I met a guy in a class that culminated in a trip, I’ll call him Z. At the time I was seeing someone, not dating, I’ll call him J. I was planning to move out of state and wasn’t trying to get close to anyone. Once I met Z I couldn’t help myself but talk to him. We connected at a high level on our trip and I fell for him. He had been skeptical of trying to really hang with anyone, but after that, we spent a lot of time together. We kept seeing each other after the trip and I decided not to move for several reasons, him being one very solid one. I stopped seeing/sleeping with J to make room for Z in my mind and heart space. I’ve been so fulfilled mentally and emotionally that’s usually fine. We’ve become really close – we hang out, I sleep over, we talk about really deep subjects, and he makes me more brave. I’ve tried/done things with him I normally wouldn’t, and he tells me I’ve helped him become a better person and mean a lot to him.

Z has anxiety and depression. He also has had some pretty bad relationships in the past. I mean BAD. He often says he’s also a worse person in a relationship. He talks about liking being alone and not wanting to be in a relationship. I love him in a way I never have before – I just want him in my life, no need for any status, title, or even a certain type of relationship. I accept him wholly, trust him, see his flaws and fully acknowledge them. I just want him in my life even if it means always just being friends. It just confuses me how we’ve never really kissed but he can snuggle me, hold my hand, and hold me in bed when we sleep. It’s not even always innocent the way he touches me 😂 the closest we’ve got to kissing is sneaking in pecks on the cheek or chin without the other acknowledging. It confuses me how he can say some of the things he does, or how happy he was I wasn’t moving, and still be so guarded.

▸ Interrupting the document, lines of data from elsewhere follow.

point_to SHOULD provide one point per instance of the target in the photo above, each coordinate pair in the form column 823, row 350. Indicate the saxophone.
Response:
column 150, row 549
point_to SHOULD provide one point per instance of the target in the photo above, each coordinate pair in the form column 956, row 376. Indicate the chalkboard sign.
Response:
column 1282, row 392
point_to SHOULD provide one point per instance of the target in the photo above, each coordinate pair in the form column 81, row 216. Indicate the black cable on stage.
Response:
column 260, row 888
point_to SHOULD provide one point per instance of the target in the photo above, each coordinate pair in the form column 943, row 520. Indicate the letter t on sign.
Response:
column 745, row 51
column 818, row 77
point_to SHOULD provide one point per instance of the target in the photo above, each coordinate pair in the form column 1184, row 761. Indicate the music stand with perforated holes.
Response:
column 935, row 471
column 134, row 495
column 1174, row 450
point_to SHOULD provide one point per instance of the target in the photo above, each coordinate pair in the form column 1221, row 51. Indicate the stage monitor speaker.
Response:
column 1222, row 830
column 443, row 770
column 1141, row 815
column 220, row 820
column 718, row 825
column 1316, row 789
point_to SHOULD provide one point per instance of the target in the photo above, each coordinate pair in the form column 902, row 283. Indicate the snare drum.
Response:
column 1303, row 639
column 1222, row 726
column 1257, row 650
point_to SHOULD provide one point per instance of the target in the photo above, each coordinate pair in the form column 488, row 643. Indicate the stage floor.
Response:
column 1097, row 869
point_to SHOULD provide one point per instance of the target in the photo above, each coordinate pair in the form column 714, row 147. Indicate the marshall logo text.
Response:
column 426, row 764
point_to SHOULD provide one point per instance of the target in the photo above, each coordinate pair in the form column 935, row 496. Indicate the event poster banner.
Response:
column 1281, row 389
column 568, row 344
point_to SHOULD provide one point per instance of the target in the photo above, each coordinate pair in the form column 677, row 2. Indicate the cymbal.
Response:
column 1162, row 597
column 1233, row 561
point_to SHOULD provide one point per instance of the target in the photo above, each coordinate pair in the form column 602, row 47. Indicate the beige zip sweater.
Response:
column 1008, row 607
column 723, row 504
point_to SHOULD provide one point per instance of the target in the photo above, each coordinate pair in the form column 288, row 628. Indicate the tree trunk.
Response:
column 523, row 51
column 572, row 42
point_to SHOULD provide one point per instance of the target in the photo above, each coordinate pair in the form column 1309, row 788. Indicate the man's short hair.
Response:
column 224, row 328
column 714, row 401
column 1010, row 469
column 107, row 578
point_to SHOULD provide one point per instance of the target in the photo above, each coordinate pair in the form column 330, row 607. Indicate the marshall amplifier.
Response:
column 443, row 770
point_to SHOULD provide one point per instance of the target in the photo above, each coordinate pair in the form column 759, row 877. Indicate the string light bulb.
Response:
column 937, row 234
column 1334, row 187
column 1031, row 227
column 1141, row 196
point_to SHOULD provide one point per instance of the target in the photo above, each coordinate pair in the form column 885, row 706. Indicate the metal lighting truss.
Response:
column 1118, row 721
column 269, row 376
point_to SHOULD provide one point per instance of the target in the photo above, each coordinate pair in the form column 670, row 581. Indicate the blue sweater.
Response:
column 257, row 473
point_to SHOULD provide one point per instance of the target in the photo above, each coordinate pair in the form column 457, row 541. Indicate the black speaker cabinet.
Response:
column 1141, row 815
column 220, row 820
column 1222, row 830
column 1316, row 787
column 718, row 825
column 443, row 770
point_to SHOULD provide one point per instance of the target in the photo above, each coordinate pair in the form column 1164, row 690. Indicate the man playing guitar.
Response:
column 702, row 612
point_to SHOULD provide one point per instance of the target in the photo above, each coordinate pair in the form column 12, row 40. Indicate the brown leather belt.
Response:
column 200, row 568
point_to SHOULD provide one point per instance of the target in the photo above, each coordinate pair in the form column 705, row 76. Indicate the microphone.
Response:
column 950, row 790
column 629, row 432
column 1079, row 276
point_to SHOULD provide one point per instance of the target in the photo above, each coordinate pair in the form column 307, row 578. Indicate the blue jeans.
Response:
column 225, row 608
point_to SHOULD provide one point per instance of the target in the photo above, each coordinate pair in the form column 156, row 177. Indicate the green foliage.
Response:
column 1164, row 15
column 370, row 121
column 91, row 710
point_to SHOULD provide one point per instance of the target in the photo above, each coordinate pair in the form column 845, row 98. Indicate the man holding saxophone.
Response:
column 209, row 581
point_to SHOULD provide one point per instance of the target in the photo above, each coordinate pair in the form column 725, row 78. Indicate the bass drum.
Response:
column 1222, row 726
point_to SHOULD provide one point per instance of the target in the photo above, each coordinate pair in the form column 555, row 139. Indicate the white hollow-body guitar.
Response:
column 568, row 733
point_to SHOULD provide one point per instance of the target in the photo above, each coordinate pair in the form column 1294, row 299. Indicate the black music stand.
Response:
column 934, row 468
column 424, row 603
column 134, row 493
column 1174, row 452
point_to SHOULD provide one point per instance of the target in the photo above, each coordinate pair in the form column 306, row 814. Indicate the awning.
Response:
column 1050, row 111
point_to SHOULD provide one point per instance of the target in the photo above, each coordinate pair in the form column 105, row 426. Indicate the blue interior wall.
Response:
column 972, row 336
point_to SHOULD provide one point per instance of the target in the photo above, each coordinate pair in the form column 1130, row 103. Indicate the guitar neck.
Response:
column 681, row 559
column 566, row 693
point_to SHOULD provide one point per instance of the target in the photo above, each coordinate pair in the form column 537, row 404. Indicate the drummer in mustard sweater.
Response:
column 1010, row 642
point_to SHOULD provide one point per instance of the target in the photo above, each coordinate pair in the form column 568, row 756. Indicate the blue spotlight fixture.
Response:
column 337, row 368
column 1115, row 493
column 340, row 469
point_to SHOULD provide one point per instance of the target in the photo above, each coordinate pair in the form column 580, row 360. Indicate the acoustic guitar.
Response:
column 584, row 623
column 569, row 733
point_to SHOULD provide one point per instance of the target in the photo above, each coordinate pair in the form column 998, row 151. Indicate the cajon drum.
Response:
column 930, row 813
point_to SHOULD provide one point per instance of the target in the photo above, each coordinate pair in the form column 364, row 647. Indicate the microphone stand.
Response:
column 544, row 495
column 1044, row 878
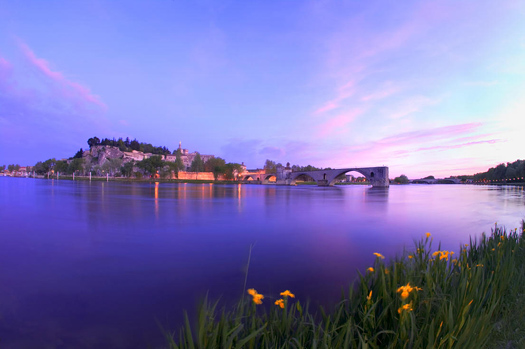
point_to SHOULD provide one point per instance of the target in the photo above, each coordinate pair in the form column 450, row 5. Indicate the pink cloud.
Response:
column 343, row 92
column 381, row 93
column 429, row 134
column 68, row 88
column 337, row 123
column 461, row 145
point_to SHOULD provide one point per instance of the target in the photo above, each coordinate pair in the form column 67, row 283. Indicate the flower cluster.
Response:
column 257, row 297
column 285, row 294
column 443, row 254
column 407, row 307
column 406, row 290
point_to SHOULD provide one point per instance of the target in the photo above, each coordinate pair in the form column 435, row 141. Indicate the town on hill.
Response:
column 133, row 159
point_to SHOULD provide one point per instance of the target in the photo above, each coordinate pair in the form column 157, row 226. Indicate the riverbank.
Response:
column 426, row 298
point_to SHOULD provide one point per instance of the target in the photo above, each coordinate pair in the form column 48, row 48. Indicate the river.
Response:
column 105, row 264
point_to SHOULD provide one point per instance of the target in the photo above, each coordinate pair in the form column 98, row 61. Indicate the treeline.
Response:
column 509, row 171
column 153, row 166
column 129, row 145
column 10, row 168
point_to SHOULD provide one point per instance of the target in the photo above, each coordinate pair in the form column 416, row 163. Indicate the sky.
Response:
column 423, row 87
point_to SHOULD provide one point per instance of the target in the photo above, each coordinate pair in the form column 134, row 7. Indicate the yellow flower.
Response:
column 257, row 297
column 405, row 290
column 287, row 294
column 406, row 307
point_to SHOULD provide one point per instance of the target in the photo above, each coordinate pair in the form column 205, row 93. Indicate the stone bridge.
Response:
column 377, row 176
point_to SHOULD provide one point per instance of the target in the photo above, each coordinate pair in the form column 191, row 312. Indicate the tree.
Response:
column 127, row 169
column 197, row 165
column 93, row 141
column 111, row 166
column 134, row 145
column 76, row 165
column 151, row 165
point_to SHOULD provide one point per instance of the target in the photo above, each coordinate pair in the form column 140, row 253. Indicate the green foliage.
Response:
column 127, row 169
column 197, row 165
column 401, row 179
column 76, row 166
column 151, row 165
column 93, row 142
column 127, row 145
column 420, row 300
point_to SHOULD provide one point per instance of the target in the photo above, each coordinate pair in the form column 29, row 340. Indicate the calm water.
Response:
column 99, row 264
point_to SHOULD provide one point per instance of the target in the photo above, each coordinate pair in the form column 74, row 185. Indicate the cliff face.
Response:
column 99, row 154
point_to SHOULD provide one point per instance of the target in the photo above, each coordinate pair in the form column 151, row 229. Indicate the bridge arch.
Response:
column 367, row 175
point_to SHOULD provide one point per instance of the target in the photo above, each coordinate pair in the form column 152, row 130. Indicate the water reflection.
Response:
column 98, row 262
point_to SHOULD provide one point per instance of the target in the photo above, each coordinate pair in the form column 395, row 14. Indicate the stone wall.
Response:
column 200, row 176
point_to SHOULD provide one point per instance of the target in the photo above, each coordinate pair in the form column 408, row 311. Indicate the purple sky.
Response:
column 426, row 88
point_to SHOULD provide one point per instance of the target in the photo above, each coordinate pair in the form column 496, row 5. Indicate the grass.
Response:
column 424, row 299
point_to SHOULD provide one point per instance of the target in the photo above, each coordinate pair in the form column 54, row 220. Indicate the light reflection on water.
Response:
column 87, row 264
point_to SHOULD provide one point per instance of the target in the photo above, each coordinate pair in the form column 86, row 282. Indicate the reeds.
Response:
column 424, row 299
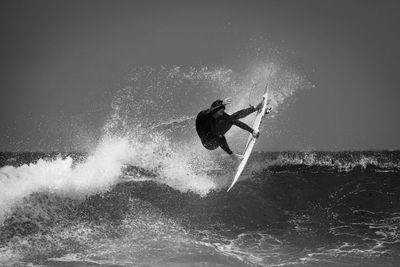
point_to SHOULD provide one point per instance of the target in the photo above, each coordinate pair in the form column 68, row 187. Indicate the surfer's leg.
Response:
column 211, row 144
column 224, row 145
column 243, row 113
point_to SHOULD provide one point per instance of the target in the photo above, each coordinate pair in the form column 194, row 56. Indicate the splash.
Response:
column 62, row 176
column 151, row 126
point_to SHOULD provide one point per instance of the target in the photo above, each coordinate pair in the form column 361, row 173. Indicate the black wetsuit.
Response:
column 211, row 130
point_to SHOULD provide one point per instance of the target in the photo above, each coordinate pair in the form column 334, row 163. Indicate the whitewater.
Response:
column 148, row 194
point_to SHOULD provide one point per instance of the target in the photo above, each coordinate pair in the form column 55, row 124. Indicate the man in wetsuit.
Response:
column 213, row 123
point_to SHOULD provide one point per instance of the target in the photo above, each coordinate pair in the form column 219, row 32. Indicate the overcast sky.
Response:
column 62, row 59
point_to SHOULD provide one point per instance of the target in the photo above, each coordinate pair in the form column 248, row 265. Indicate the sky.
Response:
column 63, row 61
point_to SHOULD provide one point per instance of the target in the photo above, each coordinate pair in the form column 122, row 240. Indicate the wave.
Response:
column 384, row 161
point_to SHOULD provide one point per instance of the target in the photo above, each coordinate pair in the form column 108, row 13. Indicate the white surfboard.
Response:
column 251, row 140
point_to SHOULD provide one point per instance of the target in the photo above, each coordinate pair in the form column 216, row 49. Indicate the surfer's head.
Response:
column 219, row 106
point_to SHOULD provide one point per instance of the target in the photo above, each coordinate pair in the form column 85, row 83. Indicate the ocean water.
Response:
column 291, row 209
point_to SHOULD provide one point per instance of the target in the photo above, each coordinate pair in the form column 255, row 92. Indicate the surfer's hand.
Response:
column 255, row 133
column 226, row 101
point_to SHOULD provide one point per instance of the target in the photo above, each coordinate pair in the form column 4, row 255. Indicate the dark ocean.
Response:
column 290, row 209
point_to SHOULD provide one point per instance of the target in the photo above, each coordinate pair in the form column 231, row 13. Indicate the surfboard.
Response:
column 251, row 140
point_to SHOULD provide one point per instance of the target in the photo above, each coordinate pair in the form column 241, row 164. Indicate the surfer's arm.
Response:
column 242, row 125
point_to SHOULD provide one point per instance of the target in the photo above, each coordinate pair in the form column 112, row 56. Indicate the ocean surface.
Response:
column 290, row 209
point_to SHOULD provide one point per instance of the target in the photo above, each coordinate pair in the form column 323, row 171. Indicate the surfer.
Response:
column 213, row 123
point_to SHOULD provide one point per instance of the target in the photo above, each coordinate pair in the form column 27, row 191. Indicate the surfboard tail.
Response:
column 251, row 140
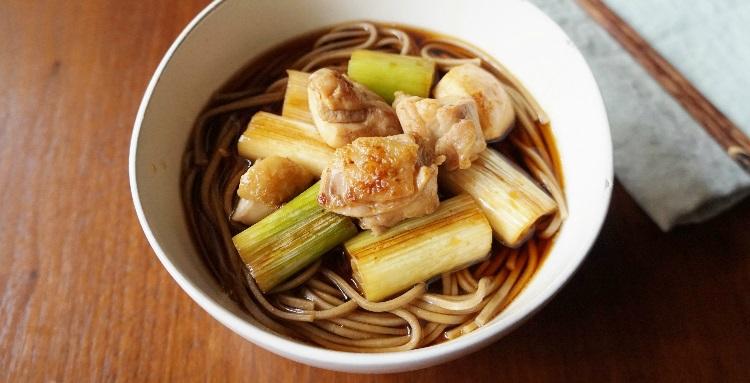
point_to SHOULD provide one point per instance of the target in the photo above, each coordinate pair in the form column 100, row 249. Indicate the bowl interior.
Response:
column 226, row 35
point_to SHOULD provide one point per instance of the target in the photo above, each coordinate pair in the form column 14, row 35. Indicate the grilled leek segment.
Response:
column 291, row 238
column 512, row 202
column 268, row 135
column 456, row 235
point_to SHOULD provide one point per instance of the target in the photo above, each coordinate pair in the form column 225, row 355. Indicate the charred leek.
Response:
column 291, row 238
column 269, row 134
column 456, row 235
column 295, row 98
column 512, row 201
column 386, row 73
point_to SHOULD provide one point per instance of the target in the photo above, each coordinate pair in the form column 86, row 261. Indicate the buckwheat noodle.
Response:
column 319, row 305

I’m just trying to figure out what’s going on. We are both most likely moving to the same state in the fall, and I’m wondering if maybe he’s waiting for the move? He’s not sure what his financial situation will be to move right away. Or just fear? Or maybe he really just likes how things are. I want to know how to proceed.

It has also been 8+ months for me of not sleeping with anyone. I’m finally getting to the point where I’d like to, and I’ve definitely had people offer but have turned them down. He’s said before that he doesn’t want to sleep with me basically so as not to hurt me (but in a way that didn’t acknowledge it was about us necessarily, of course lol). He’s also said he wouldn’t want to know if I were sleeping with someone but we could be friends and I could do what I want (again, not directly about us). That was a while back. He’s not sleeping with anyone and hasn’t in a while, to protect himself and others it sounds like. He also seems to carry a lot of guilt about physical intimacy and his sexuality and body.

I don’t want to pin my hopes on him deciding he wants to sleep with me or date me, but I also don’t want to scare him away by being with someone else (I have another person now wanting a relationship, to date, to sleep together – only ever happens when I’m trying with someone else, I swear 😩) and he thinks I don’t actually want him or I’m not available. He just is so clear about not wanting a relationship it’s hard to even bring anything up on my end, and I don’t want to scare him, either. Any advice?